This comes on the back of Brooke removing ‘unjustified dismissal’ personal grievances from people earning over $180k. If you’re old enough to sit at the big table, you should not be in your job just because the Government made you too hard to fire. She’s also tackling the way personal grievances have been used to reward poor behaviour. Her changes mean an employee at fault cannot expect to be paid out because of a technicality in dismissing them.

Next up is Nicole McKee, bringing back Three Strikes. The logic is so simple. A small number of people commit a disproportionate amount of crime, so let’s lock them up for as long as possible. How do we know who they are? Because they commit a violent or sexual offence, go to jail, get out, commit another one, get out, then do it again. Then what is the longest sentence?

The longest sentence for each crime is set out in the Crime Act.

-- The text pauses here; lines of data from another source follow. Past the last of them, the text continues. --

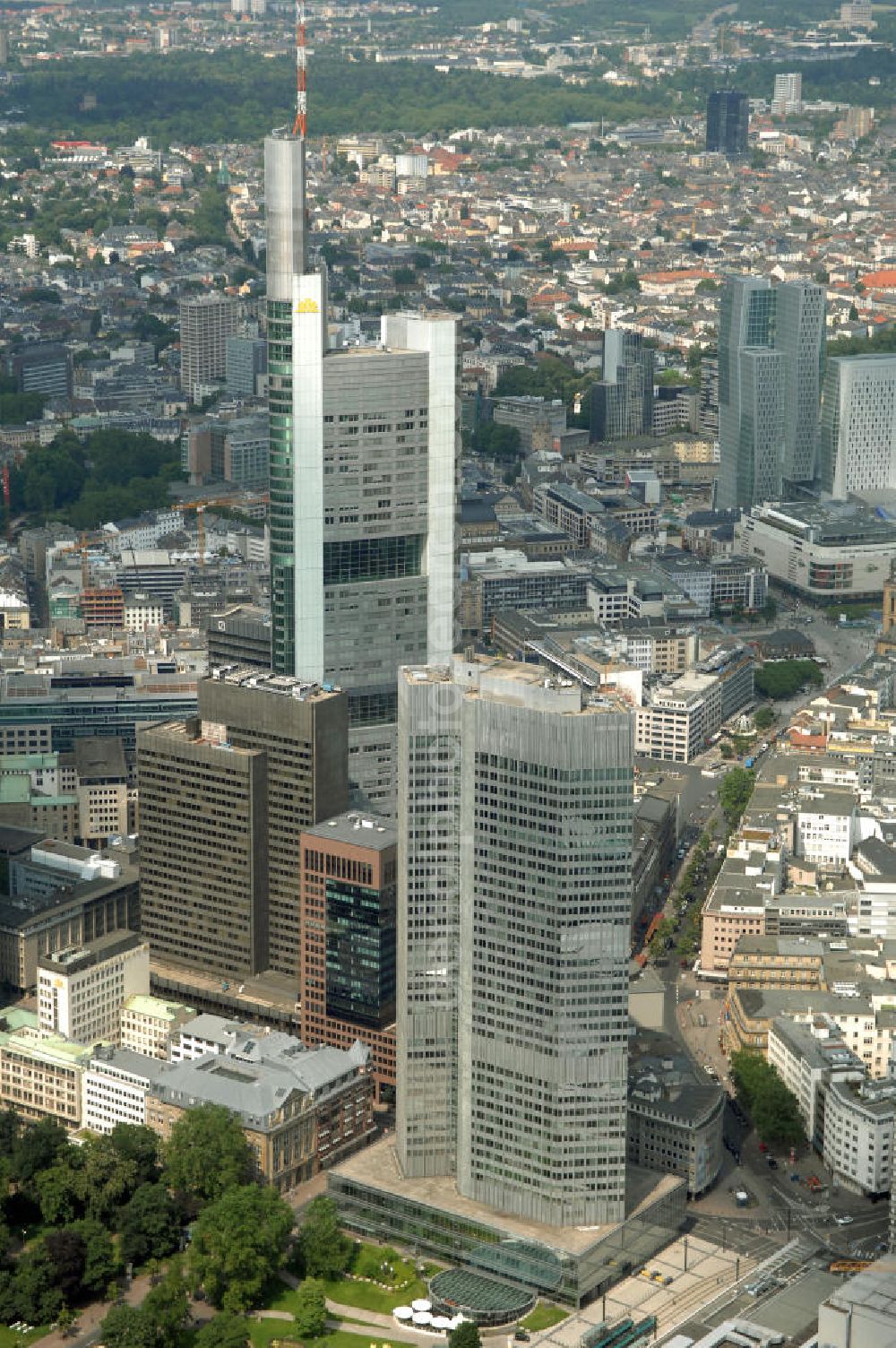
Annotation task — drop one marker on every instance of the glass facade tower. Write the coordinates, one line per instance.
(513, 927)
(363, 488)
(771, 342)
(727, 123)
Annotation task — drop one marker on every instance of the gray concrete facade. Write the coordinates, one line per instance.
(513, 938)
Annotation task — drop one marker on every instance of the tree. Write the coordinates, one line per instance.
(465, 1336)
(325, 1251)
(310, 1309)
(58, 1192)
(108, 1179)
(225, 1331)
(206, 1154)
(166, 1308)
(35, 1149)
(237, 1244)
(783, 678)
(502, 443)
(125, 1326)
(773, 1109)
(67, 1257)
(34, 1296)
(141, 1145)
(150, 1224)
(100, 1260)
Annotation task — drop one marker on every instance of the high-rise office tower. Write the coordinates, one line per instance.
(347, 979)
(771, 344)
(206, 321)
(244, 361)
(751, 395)
(224, 801)
(788, 95)
(727, 123)
(515, 864)
(203, 883)
(858, 425)
(363, 487)
(623, 398)
(301, 727)
(709, 398)
(799, 336)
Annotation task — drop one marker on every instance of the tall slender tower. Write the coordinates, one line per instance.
(751, 395)
(363, 481)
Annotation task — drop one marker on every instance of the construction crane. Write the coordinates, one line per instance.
(200, 507)
(301, 73)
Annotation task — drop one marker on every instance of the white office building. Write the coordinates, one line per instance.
(788, 95)
(115, 1088)
(81, 989)
(858, 1134)
(858, 425)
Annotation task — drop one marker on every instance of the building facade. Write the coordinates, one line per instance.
(222, 804)
(770, 361)
(727, 123)
(206, 321)
(203, 823)
(363, 487)
(301, 1110)
(858, 425)
(81, 989)
(504, 775)
(348, 922)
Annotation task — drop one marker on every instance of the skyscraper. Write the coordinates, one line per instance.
(206, 321)
(203, 885)
(858, 425)
(727, 123)
(363, 487)
(347, 981)
(751, 395)
(799, 336)
(623, 399)
(788, 95)
(515, 855)
(771, 344)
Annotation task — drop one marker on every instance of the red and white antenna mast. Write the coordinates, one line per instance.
(301, 73)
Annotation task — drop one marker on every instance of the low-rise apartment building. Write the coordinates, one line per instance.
(149, 1024)
(768, 962)
(858, 1134)
(301, 1110)
(676, 1119)
(40, 1072)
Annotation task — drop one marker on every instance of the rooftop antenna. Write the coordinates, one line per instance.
(301, 73)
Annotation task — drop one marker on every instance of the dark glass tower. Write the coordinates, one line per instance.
(727, 123)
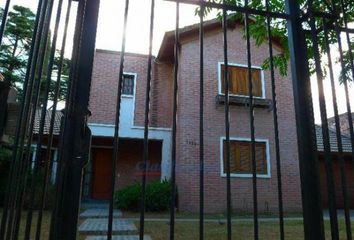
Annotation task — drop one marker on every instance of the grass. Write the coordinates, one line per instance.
(241, 230)
(189, 215)
(213, 231)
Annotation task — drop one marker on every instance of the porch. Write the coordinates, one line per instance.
(130, 166)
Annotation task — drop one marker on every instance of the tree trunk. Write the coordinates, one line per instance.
(4, 93)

If you do a serious crime three times you get the maximum sentence for your latest crime. Some people say that it will reduce judges’ discretion, but that’s only true if they decide to go soft on someone who’s up for the third time. Others say it will increase the prison population, we say incarcerating a third striker is the best money the taxpayer ever spent. All you need to do to avoid the consequences of Three Strikes is join the rest of us who get by without victimising our fellow citizens.

Turning to welfare, there has long been a dilemma with benefits. The New Zealand public won’t tolerate people being cut off completely, e.g. time limits, but too many people take advantage of our soft hearts. Welfare as a lifestyle choice is destroying New Zealand. Why go to school if three generations of practical experience tells your family you can get money for nothing?

The way to thread this particular needle is a long-term ACT policy, ‘Electronic Income Management.’ If you don’t fulfil your obligations to look for work, then you get your benefit in the form of an electronic form. You still get the means to live your life, but on a plastic card that only buys certain things. A violation of your rights? No problem, just get a job like everyone else. Legislation in the House will make this a reality. Another ACT policy that recognises freedom and responsibility are two side of the same coin.

Finally, a reversal of Labour’s war on landlords. They believed they could improve a renter’s lot by giving renters the right to effectively stay in someone else’s house forever, with it being nearly impossible to evict someone (you needed three verified complaints in a 90-day period). The obvious problem is nobody has to be a landlord in the first place, so if the government makes it less attractive to be one, you get less choice for tenants.

Alongside the removal of mortgage interest deductibility, Labour managed to create record rent increases. This week Parliament is legislating that a fixed-term tenancy doesn’t automatically go periodic, and that a periodic tenancy can be ended with 90 days’ notice for any reason, or 42 days for specific reasons (like the landlord needing to move in themselves). In short, restoring the rights of the person who actually went to the trouble of saving, buying, and maintaining a property so someone else could have a place to live without those troubles.

Most people are too busy, to sensible, or too interesting to follow Parliament, but if you’re an ACT supporter, it’s a great week of real change, restoring to law the values that make any free society succeed.